Alexander the Great, Naples Museum (author photo)

Alternative history is nothing new

Roman historian Livy speculated on the idea that the Romans would have eventually beaten Alexander the Great if he’d lived longer and turned west to attack them (Book IX, sections 17-19 Ab urbe condita libri (The History of Rome, Titus Livius). In 1490, Joanot Martorell  wrote Tirant lo Blanch about a knight who manages to fight off the invading Ottoman armies of Mehmet II and saves Constantinople from Islamic conquest. This was written when the Fall of Constantinople in 1453 was still a traumatic memory for Christian Europe.

What is alternative history fiction?

Althist is a speculative genre with two parents: history and science fiction. Like any genre there are conventions:
– the event that turned history from the path we know – the point of divergence (POD) – must be in the past.
– the new timeline follows a different path forever – there is no going back.
– stories should show the ramifications of the divergence and how the new reality functions.

The world of the alternative timeline can partially resemble our own or be very different. Sometimes documented historical characters appear with or without changed roles and views; sometimes the story centres on entirely fictional characters or a mixture of both. Stories such as Ken Follett’s The Key to Rebecca or Alexandre Dumas’s The Knight of Sainte-Hermine, although ‘what if’ in nature don’t result in a change of the course of history as we know it.  Noami Novik’s excellent Temeraire series where dragons fight in a Napoleonic era is, of course, historical fantasy. Time travel machines, heroines falling through temporal portals, time travellers dropping in to sort out history then popping back out, or goddesses putting everything back as it was are not included. Once the historical timeline diverges, that’s it.

In alternative history, the jumping-off point is the point of divergence from the standard timeline, so wise writers research that period to death; religion, customs, dress, food, agriculture, legal background, defence forces, cultural attitudes, everyday life of all classes and groups. Landscapes and climate should resemble the ones in the region where the imagined country lies. And no serious alternative history writer can neglect their imagined country’s social, economic and political development. Every living person is a product of their local conditions; their experience of living in a place, and struggle to make sense of it, is expressed through culture and behaviour.

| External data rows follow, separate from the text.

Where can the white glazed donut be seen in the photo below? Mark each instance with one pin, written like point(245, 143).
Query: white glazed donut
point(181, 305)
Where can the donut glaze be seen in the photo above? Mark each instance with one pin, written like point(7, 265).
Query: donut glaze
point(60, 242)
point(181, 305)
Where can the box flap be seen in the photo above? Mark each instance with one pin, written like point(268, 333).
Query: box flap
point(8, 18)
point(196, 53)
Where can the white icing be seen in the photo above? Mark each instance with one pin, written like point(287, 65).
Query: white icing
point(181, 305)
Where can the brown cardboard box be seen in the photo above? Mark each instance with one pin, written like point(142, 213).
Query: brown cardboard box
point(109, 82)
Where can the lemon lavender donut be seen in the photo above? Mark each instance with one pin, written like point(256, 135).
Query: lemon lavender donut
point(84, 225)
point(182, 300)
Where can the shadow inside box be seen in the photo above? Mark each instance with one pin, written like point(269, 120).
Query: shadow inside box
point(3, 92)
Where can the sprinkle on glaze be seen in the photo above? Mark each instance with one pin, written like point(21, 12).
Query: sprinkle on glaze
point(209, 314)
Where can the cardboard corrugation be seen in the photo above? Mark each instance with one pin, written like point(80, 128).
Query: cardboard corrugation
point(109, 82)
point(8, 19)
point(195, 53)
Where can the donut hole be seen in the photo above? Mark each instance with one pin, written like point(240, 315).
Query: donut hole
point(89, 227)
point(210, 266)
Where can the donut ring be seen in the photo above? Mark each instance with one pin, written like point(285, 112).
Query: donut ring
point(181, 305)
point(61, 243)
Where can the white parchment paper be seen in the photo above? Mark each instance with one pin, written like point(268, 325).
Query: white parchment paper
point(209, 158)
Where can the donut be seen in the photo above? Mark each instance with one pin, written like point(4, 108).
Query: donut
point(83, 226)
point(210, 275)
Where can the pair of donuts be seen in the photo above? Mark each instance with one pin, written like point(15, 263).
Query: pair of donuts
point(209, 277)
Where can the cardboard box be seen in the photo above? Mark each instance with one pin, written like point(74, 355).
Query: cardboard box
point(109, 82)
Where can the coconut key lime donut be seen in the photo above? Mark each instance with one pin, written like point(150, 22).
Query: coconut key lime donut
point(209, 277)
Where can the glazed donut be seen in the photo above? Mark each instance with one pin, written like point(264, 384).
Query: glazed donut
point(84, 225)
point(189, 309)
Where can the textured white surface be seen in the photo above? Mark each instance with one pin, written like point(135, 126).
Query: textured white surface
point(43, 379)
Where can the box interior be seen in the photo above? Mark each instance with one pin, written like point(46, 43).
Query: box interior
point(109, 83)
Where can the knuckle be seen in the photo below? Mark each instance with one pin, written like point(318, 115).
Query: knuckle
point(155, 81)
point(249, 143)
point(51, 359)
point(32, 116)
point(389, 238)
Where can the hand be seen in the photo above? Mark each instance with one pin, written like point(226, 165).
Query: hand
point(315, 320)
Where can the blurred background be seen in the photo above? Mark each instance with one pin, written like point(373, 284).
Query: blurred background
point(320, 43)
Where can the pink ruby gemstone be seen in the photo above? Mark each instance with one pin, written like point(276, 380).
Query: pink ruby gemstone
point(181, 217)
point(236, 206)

Writers need to imbue their characters with a sense of living in the present, in the now. This is their current existence, for them it’s not some story in a book(!). Character-based stories are popular; readers are intrigued by what happens to individual people living in different environments as well as taking part in major historical events. Sometimes it’s more interesting to follow the person’s story than the big event itself.

Whether a historical story is fictitious or a near biographical novel, readers will engage with it and follow as long as the writer keeps their trust. If the story world doesn’t feel plausible and consistent, the reader’s trust will break. However fantastic that imagined world, it also needs to have reached the setting for the current story in a credible way, i.e. have good backstory and history of its own. But no amount of plausibility, research or attention to ‘the rules’, or sense of fun, will disguise poor writing, shallow characterisation and losing the plot.


But how plausible is alternative history?
Alternative history varies in ‘hardness’ with readers and fans grading it by how plausible the 'alternation' is when measured against historical reality. At the ‘hard’ end are well-researched pieces that take into account historical sources and trends and try to relate events that flow from the point of divergence by using historical logic. Having a grasp of how history works despite, or perhaps because of, the butterfly effect is essential. At the ‘soft’ end are works of pure fantasy and ‘Rule of Cool’, generally a result of alien space bats (more classically, the dei ex machina).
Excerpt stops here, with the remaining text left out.